Real answers

To the editor:

Gov. Brownback wants Mike O’Neal to define “suitable education.” Brownback says “we have faced repeated legal action because no one knows what a suitable education actually means.” Brownback is willfully ignorant of the Kansas Constitution.

Kansas’ constitution does not require the state to provide “suitable public education” but rather “suitable finance” of public education. Article 6, Section 6, states “The legislature shall make suitable provision for finance of the educational interests of the state.”

The constitution defines the educational interests of the state in Article 6, Section 1: “The legislature shall provide for intellectual, educational, vocational and scientific improvement by establishing and maintaining public schools.”

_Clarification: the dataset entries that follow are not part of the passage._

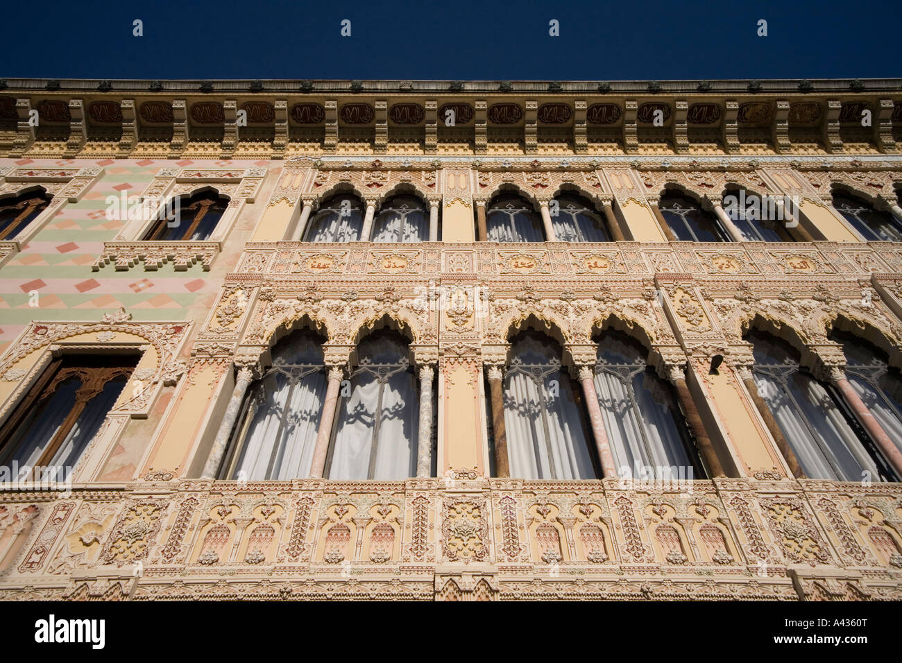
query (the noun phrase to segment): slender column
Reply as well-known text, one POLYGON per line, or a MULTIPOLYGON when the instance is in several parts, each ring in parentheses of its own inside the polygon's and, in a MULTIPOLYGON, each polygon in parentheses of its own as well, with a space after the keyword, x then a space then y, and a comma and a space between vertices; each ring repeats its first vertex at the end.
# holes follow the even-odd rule
POLYGON ((608 221, 608 230, 611 231, 611 238, 614 242, 625 242, 626 238, 623 236, 623 231, 621 230, 620 223, 617 221, 616 215, 614 215, 614 208, 611 201, 603 200, 602 207, 604 210, 604 218, 608 221))
POLYGON ((726 231, 730 233, 730 236, 732 237, 733 242, 749 241, 742 235, 742 231, 736 227, 736 224, 732 222, 732 219, 730 218, 730 215, 724 211, 723 207, 720 203, 714 204, 714 214, 717 215, 717 218, 719 218, 721 223, 723 224, 723 227, 726 231))
POLYGON ((438 201, 429 201, 429 241, 438 241, 438 201))
POLYGON ((489 232, 485 225, 485 201, 476 201, 476 233, 480 242, 488 242, 489 232))
POLYGON ((751 396, 751 401, 755 403, 755 407, 758 408, 761 419, 764 419, 765 426, 770 431, 770 437, 777 443, 777 448, 779 449, 783 457, 786 458, 787 465, 789 465, 789 471, 792 472, 792 475, 796 479, 805 478, 805 472, 802 471, 802 465, 798 462, 796 453, 789 446, 786 436, 783 435, 783 431, 780 429, 779 424, 777 423, 777 419, 774 419, 774 413, 770 411, 770 408, 768 407, 767 402, 765 402, 760 392, 758 391, 758 385, 755 383, 755 379, 751 374, 751 369, 748 366, 740 366, 737 369, 737 373, 739 373, 739 376, 742 379, 742 383, 745 385, 749 395, 751 396))
POLYGON ((376 204, 373 202, 367 201, 366 203, 366 216, 364 216, 364 228, 360 231, 360 241, 369 242, 370 235, 373 234, 373 217, 376 214, 376 204))
POLYGON ((207 458, 207 465, 204 465, 202 479, 216 479, 219 465, 222 465, 223 456, 226 454, 226 447, 228 445, 229 437, 232 435, 232 428, 235 421, 238 419, 238 412, 241 411, 241 402, 244 400, 244 392, 251 384, 253 378, 253 372, 244 367, 238 371, 235 377, 235 389, 232 390, 232 398, 229 399, 226 407, 226 414, 223 415, 219 422, 219 430, 216 431, 216 437, 213 441, 213 448, 207 458))
POLYGON ((598 458, 602 462, 602 476, 605 479, 617 476, 617 466, 614 456, 611 453, 608 434, 602 421, 602 409, 598 404, 598 394, 595 392, 595 373, 590 366, 579 369, 579 383, 583 385, 583 395, 585 397, 585 407, 589 410, 589 420, 592 422, 592 433, 595 437, 595 448, 598 449, 598 458))
POLYGON ((313 211, 313 201, 305 200, 304 207, 300 210, 300 218, 298 219, 298 226, 291 236, 292 242, 300 242, 304 238, 304 230, 307 228, 307 221, 310 218, 311 211, 313 211))
POLYGON ((664 236, 667 238, 668 242, 679 242, 679 238, 674 235, 674 231, 670 229, 670 225, 667 220, 664 218, 664 215, 661 214, 661 208, 658 207, 657 200, 649 200, 649 205, 651 206, 651 213, 655 215, 655 218, 658 219, 658 225, 661 226, 661 232, 664 233, 664 236))
POLYGON ((326 456, 329 450, 329 437, 332 437, 332 422, 336 417, 338 403, 338 390, 344 371, 340 366, 329 368, 329 381, 323 401, 323 412, 319 416, 319 428, 317 430, 317 443, 313 447, 313 460, 310 462, 310 478, 323 478, 326 470, 326 456))
POLYGON ((436 367, 419 367, 419 439, 417 446, 417 476, 432 475, 432 377, 436 367))
POLYGON ((721 461, 714 452, 713 445, 711 444, 711 437, 704 430, 704 424, 702 423, 702 417, 698 413, 695 402, 692 400, 689 392, 689 386, 686 383, 686 373, 682 366, 670 367, 670 382, 676 388, 676 395, 679 397, 680 404, 683 406, 683 412, 686 414, 686 423, 695 436, 695 443, 698 445, 704 461, 708 465, 708 470, 713 476, 725 476, 721 461))
POLYGON ((849 407, 855 412, 858 420, 861 422, 861 425, 868 431, 868 435, 880 447, 880 451, 883 452, 883 456, 886 456, 889 465, 896 471, 896 474, 902 477, 902 451, 899 451, 899 448, 893 444, 889 436, 887 435, 887 431, 883 429, 883 427, 874 418, 874 415, 868 410, 868 406, 864 404, 858 392, 849 383, 849 380, 846 378, 842 369, 833 366, 830 369, 829 375, 830 382, 839 389, 842 394, 842 398, 845 399, 849 407))
POLYGON ((500 366, 489 366, 489 391, 492 392, 492 425, 495 432, 495 474, 511 476, 507 456, 507 433, 504 431, 504 396, 500 366))
POLYGON ((545 224, 545 241, 557 242, 557 235, 555 235, 555 228, 551 225, 551 212, 548 211, 548 201, 542 200, 538 206, 542 212, 542 223, 545 224))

The state has already defined “intellectual, educational, vocational and scientific improvement” and has commissioned and conducted multiple cost studies which define the necessary funding.

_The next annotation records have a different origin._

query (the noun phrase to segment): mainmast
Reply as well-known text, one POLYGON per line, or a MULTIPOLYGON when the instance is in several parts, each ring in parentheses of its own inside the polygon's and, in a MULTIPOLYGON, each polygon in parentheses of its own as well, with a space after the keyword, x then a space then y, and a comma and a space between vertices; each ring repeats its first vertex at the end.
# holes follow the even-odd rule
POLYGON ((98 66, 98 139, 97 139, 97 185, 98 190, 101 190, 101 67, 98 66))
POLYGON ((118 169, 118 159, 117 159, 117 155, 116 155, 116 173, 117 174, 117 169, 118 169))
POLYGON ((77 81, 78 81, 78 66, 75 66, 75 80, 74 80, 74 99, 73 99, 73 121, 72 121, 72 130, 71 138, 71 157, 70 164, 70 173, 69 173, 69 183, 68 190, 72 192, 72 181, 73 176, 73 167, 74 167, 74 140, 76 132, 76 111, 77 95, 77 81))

“Improvement” does not mean stagnation. Nor does it mean scaling back to 1999, or returning to rudimentary reading, ‘riting, and ‘rithmetic; as Speaker O’Neal has implied. Improvement means improvement. The courts are clear on this.

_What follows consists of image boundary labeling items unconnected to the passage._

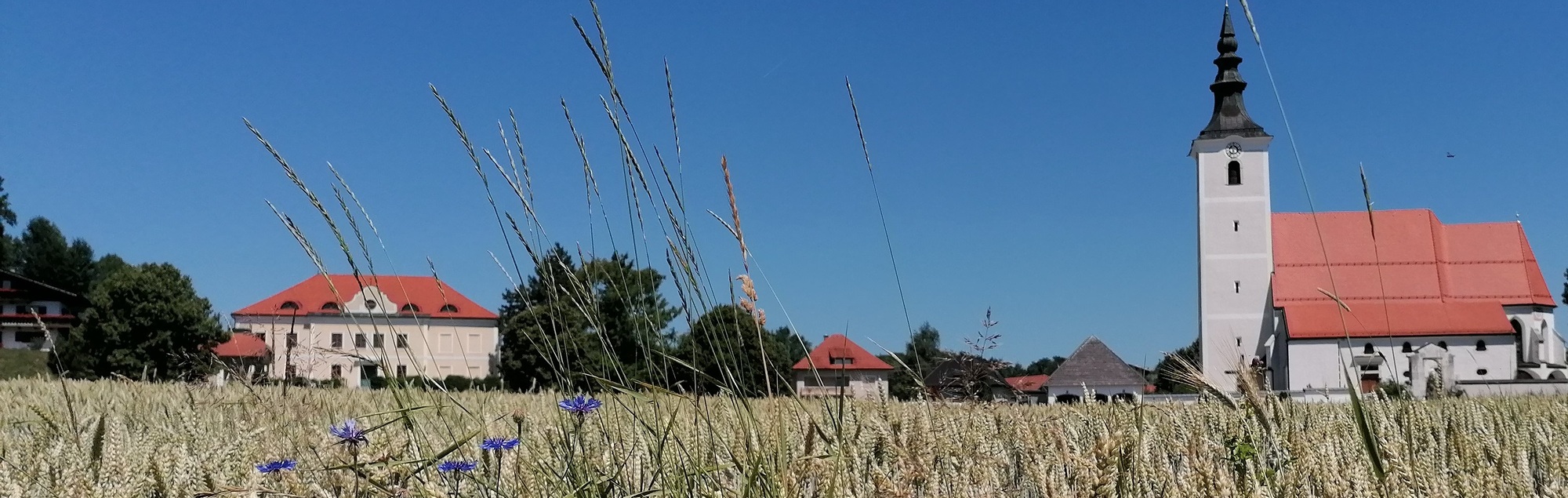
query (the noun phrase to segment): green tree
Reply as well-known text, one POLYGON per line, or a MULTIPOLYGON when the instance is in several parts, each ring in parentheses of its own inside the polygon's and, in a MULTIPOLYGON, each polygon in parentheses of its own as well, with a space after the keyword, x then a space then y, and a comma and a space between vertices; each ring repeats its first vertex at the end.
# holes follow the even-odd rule
POLYGON ((229 340, 212 304, 168 263, 118 271, 88 302, 55 349, 61 374, 193 381, 216 368, 212 348, 229 340))
POLYGON ((513 388, 594 390, 594 377, 662 384, 663 330, 679 315, 663 276, 615 254, 577 265, 557 244, 527 283, 502 294, 499 370, 513 388))
POLYGON ((670 352, 663 330, 681 310, 659 293, 665 276, 652 268, 637 268, 624 254, 583 263, 583 277, 596 312, 590 326, 604 337, 604 346, 626 381, 663 384, 670 352))
POLYGON ((695 368, 673 376, 677 388, 739 396, 789 392, 803 340, 789 329, 764 330, 745 309, 717 305, 681 335, 677 355, 695 368), (793 343, 793 345, 792 345, 793 343))
POLYGON ((1057 371, 1057 366, 1062 366, 1062 362, 1066 362, 1066 360, 1068 359, 1063 359, 1060 355, 1054 355, 1054 357, 1047 357, 1047 359, 1038 359, 1033 363, 1029 363, 1029 366, 1024 366, 1024 373, 1022 374, 1025 374, 1025 376, 1049 376, 1049 374, 1052 374, 1052 373, 1057 371))
POLYGON ((94 276, 93 246, 80 238, 66 243, 66 235, 49 219, 33 218, 27 222, 17 255, 17 272, 24 277, 78 296, 88 293, 94 276))
POLYGON ((1195 393, 1192 385, 1187 385, 1181 379, 1184 377, 1182 362, 1198 366, 1203 365, 1203 346, 1200 345, 1203 338, 1192 340, 1192 345, 1176 349, 1160 359, 1160 363, 1154 366, 1154 388, 1159 393, 1195 393))
POLYGON ((103 282, 103 279, 108 277, 110 274, 125 268, 130 268, 130 263, 125 263, 125 260, 122 260, 119 255, 105 254, 97 260, 97 263, 93 263, 93 285, 103 282))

If I thought it might help, I would send Brownback a dictionary and a copy of the Kansas Constitution. Sadly, that would only waste my time and money.

The truth is that Sam Brownback doesn’t like the real answers to these questions; because the real answers don’t fit his anti-public-school, anti-tax agenda. Brownback does not intend to uphold the Kansas Constitution.

By defining “suitable,” Brownback thinks he can exonerate his plan to gut public education and drive our children’s opportunities back to the late 20th century.